15
Nov
08

On This Day, 11-15-2008: Articles of Confederation

November 15, 1777

Articles of Confederation adopted

After 16 months of debate, the Continental Congress, sitting in its temporary capital of York, Pennsylvania, agrees to adopt the Articles of Confederation and Perpetual Union on this day in 1777. Not until March 1, 1781, would the last of the 13 states, Maryland, ratify the agreement.

In 1777, Patriot leaders, stinging from British oppression, were reluctant to establish any form of government that might infringe on the right of individual states to govern their own affairs. The Articles of Confederation, then, provided for only a loose federation of American states. Congress was a single house, with each state having one vote, and a president elected to chair the assembly. Although Congress did not have the right to levy taxes, it did have authority over foreign affairs and could regulate a national army and declare war and peace.

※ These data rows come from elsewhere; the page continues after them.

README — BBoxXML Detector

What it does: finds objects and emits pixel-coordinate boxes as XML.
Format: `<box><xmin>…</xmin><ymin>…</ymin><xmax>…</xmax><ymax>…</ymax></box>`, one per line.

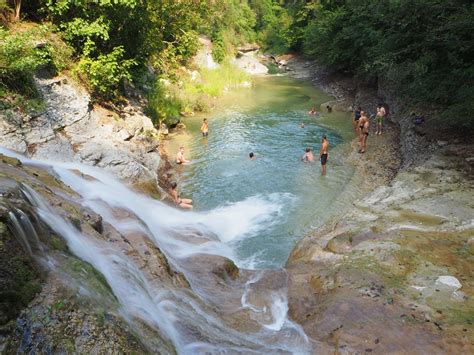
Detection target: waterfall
<box><xmin>0</xmin><ymin>149</ymin><xmax>314</xmax><ymax>354</ymax></box>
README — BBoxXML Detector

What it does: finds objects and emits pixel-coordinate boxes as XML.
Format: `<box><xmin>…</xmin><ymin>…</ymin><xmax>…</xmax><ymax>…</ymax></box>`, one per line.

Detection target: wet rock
<box><xmin>81</xmin><ymin>208</ymin><xmax>104</xmax><ymax>234</ymax></box>
<box><xmin>326</xmin><ymin>235</ymin><xmax>352</xmax><ymax>254</ymax></box>
<box><xmin>436</xmin><ymin>276</ymin><xmax>462</xmax><ymax>291</ymax></box>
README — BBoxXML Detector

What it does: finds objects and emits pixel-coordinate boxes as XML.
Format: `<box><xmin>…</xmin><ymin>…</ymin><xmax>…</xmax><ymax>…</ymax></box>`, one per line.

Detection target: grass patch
<box><xmin>146</xmin><ymin>62</ymin><xmax>251</xmax><ymax>127</ymax></box>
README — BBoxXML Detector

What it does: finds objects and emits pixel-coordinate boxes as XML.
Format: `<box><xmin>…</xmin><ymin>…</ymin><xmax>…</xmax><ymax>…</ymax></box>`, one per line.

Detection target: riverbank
<box><xmin>286</xmin><ymin>54</ymin><xmax>474</xmax><ymax>353</ymax></box>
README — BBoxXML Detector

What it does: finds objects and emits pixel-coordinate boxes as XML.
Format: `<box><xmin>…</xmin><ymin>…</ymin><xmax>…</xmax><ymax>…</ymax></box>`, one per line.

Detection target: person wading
<box><xmin>201</xmin><ymin>118</ymin><xmax>209</xmax><ymax>137</ymax></box>
<box><xmin>319</xmin><ymin>135</ymin><xmax>329</xmax><ymax>175</ymax></box>
<box><xmin>176</xmin><ymin>147</ymin><xmax>191</xmax><ymax>164</ymax></box>
<box><xmin>375</xmin><ymin>104</ymin><xmax>386</xmax><ymax>135</ymax></box>
<box><xmin>170</xmin><ymin>182</ymin><xmax>193</xmax><ymax>209</ymax></box>
<box><xmin>301</xmin><ymin>147</ymin><xmax>314</xmax><ymax>163</ymax></box>
<box><xmin>353</xmin><ymin>106</ymin><xmax>362</xmax><ymax>137</ymax></box>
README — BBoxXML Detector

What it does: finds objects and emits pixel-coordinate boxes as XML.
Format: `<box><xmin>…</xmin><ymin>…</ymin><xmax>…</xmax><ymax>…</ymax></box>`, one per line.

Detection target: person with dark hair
<box><xmin>319</xmin><ymin>135</ymin><xmax>329</xmax><ymax>175</ymax></box>
<box><xmin>301</xmin><ymin>147</ymin><xmax>314</xmax><ymax>163</ymax></box>
<box><xmin>375</xmin><ymin>103</ymin><xmax>386</xmax><ymax>135</ymax></box>
<box><xmin>170</xmin><ymin>182</ymin><xmax>193</xmax><ymax>209</ymax></box>
<box><xmin>201</xmin><ymin>118</ymin><xmax>209</xmax><ymax>137</ymax></box>
<box><xmin>353</xmin><ymin>106</ymin><xmax>362</xmax><ymax>136</ymax></box>
<box><xmin>357</xmin><ymin>111</ymin><xmax>369</xmax><ymax>153</ymax></box>
<box><xmin>176</xmin><ymin>147</ymin><xmax>190</xmax><ymax>164</ymax></box>
<box><xmin>359</xmin><ymin>111</ymin><xmax>370</xmax><ymax>153</ymax></box>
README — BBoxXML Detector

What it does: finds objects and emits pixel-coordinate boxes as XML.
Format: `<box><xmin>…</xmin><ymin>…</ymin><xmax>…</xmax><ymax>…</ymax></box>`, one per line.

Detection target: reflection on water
<box><xmin>169</xmin><ymin>78</ymin><xmax>353</xmax><ymax>268</ymax></box>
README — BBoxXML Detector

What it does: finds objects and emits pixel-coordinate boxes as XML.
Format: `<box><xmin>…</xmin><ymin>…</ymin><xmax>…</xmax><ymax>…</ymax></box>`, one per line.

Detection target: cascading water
<box><xmin>0</xmin><ymin>149</ymin><xmax>314</xmax><ymax>354</ymax></box>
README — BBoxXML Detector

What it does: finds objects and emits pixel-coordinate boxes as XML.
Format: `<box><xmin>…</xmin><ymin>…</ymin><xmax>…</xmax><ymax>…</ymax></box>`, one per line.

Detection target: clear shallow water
<box><xmin>168</xmin><ymin>77</ymin><xmax>354</xmax><ymax>268</ymax></box>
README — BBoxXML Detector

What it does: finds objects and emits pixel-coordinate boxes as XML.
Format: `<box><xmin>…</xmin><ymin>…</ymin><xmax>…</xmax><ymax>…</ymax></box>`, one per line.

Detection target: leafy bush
<box><xmin>212</xmin><ymin>32</ymin><xmax>226</xmax><ymax>63</ymax></box>
<box><xmin>77</xmin><ymin>46</ymin><xmax>136</xmax><ymax>100</ymax></box>
<box><xmin>0</xmin><ymin>25</ymin><xmax>72</xmax><ymax>108</ymax></box>
<box><xmin>146</xmin><ymin>79</ymin><xmax>184</xmax><ymax>126</ymax></box>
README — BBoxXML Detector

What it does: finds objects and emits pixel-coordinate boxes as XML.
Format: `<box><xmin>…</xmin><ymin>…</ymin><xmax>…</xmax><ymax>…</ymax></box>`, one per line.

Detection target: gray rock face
<box><xmin>0</xmin><ymin>78</ymin><xmax>160</xmax><ymax>183</ymax></box>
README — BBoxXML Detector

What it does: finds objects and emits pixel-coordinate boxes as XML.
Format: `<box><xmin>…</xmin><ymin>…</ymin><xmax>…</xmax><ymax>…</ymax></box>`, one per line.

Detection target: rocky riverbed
<box><xmin>0</xmin><ymin>77</ymin><xmax>160</xmax><ymax>184</ymax></box>
<box><xmin>0</xmin><ymin>48</ymin><xmax>474</xmax><ymax>353</ymax></box>
<box><xmin>286</xmin><ymin>58</ymin><xmax>474</xmax><ymax>353</ymax></box>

Amendments to the Articles required approval from all 13 states. On March 2, 1781, following final ratification by the 13th state, the Articles of Confederation became the law of the land.

Less than five years after the ratification of the Articles of Confederation, enough leading Americans decided that the system was inadequate to the task of governance that they peacefully overthrew their second government in just over 20 years. The difference between a collection of sovereign states forming a confederation and a federal government created by a sovereign people lay at the heart of debate as the new American people decided what form their new government would take.

In 1787, an extra-legal body met in seclusion during Philadelphia’s summer heat to create this new government. On March 4, 1789, the modern United States was established when the U.S. Constitution formally replaced the Articles of Confederation.

Between 1776 and 1789, Americans went from living under a sovereign king, to living in sovereign states, to becoming a sovereign people. That transformation defined the American Revolution.

“Articles of Confederation adopted.” 2008. The History Channel website. 15 Nov 2008, 10:36 http://www.history.com/this-day-in-history.do?action=Article&id=5524.

On This Day

1806 – Explorer Zebulon Pike spotted the mountaintop that became known as Pikes Peak.

1920 – The League of Nations met for the first time in Geneva, Switzerland.

1940 – The first 75,000 men were called to Armed Forces duty under peacetime conscription.

1965 – The Soviet probe, Venera 3, was launched from Baikonur, Kazakhstan. On March 1, 1966, it became the first unmanned spacecraft to reach the surface of another planet when it crashed on Venus.

1966 – The flight of Gemini 12 ended successfully as astronauts James A. Lovell and Edwin “Buzz” Aldrin Jr. splashed down safely in the Atlantic Ocean.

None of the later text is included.